Will Holland is a Senior Software Engineer at ThreeWill. Will has proven to be adept at understanding a client’s needs and matching them with the appropriate solution. Recently he’s developed a passion for working with .NET, MVC, and cloud-based solutions such as Microsoft Azure and Microsoft 365.
Setting the Stage
TLDR – Learn about why you should use Remove-PnPListItem vs Remove-PnPFile…
In recent years, I’ve come to relish opportunities to script out processes using PowerShell. As much as we here at ThreeWill deal with SharePoint Online, becoming familiar with PowerShell was born of necessity. It wasn’t always pleasant, but I did eventually achieve a level of comfort.
Fortunately for us all, that comfort level skyrocketed with the introduction of the SharePoint Patterns & Practices’ PowerShell commands. These powerful commands tremendously reduced the complexity of working with the client-side object model (CSOM) to interact with SharePoint and have made my script writing (and life) much easier.
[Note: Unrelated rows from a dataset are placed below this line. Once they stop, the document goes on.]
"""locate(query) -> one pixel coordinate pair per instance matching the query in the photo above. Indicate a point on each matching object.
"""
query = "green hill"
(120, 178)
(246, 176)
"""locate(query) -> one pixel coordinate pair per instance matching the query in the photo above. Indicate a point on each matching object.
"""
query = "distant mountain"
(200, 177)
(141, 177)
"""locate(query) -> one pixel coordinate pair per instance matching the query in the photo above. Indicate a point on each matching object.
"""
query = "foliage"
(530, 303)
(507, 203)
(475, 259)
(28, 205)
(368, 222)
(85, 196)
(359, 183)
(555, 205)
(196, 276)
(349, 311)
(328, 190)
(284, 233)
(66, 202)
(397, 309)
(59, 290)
But, as with any good story, any period of extended comfort must inevitably be spoiled by a tragic event.
(queue dramatic music)
Enter the Villain
As a part of an automated archival script, I needed to calculate the name of a PDF file to archive from various fields on a related list item the script had just archived. Once the PDF had been archived, I used the Remove-PnPFile command to remove the original PDF from the source location…like so:
Remove-PnPFile –SiteRelativeUrl “PDF Library/$FileName” –Force
To explain, “PDF Library” is the name of the document library. If the value of $FileName was ‘FOO.pdf’, this command would delete the file located at https://contoso.sharepoint.com/sites/mysite/PDF Library/Foo.pdf
Unfortunately, in one instance, the value of $FileName was a null value. I assumed this wasn’t possible…but we all know the saying.
The end result was as unexpected as the results of my assumption. Rather than Remove-PnPFile throwing an error about an invalid URL, or no file found, it simply deleted the ENTIRE LIBRARY.
The Final Act
Fortunately for me, the deleted library was just a standard document library that had no content. If that had not of been the case, this story might not have such a happy ending, as the use of the Force parameter permanently deleted the list and all of its contents.
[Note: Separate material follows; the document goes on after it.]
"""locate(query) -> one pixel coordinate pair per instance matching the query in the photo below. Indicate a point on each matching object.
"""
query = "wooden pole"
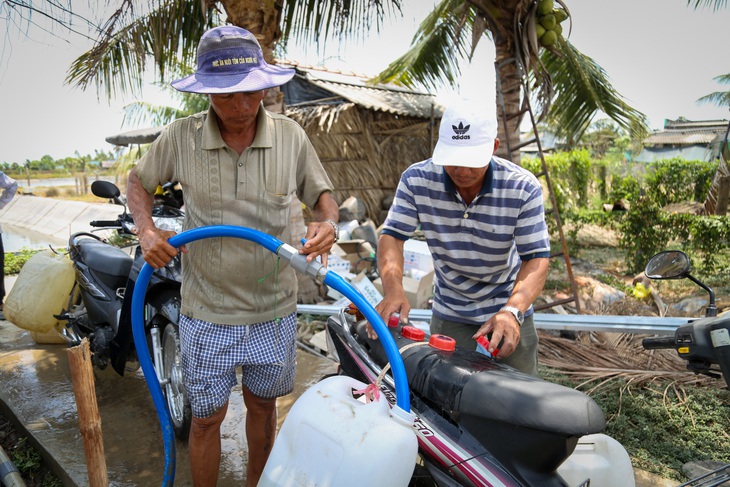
(82, 375)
The moral of this story – if you need to remove a document from a document library, I would highly recommend you use the Remove-PnPListItem command, rather than Remove-PnPFile.
If for some reason you must use Remove-PnPListItem, you need to be aware that the command will remove whatever it’s told. Take precautions and ensure that the URL you’re using actually points to what you want to be deleted.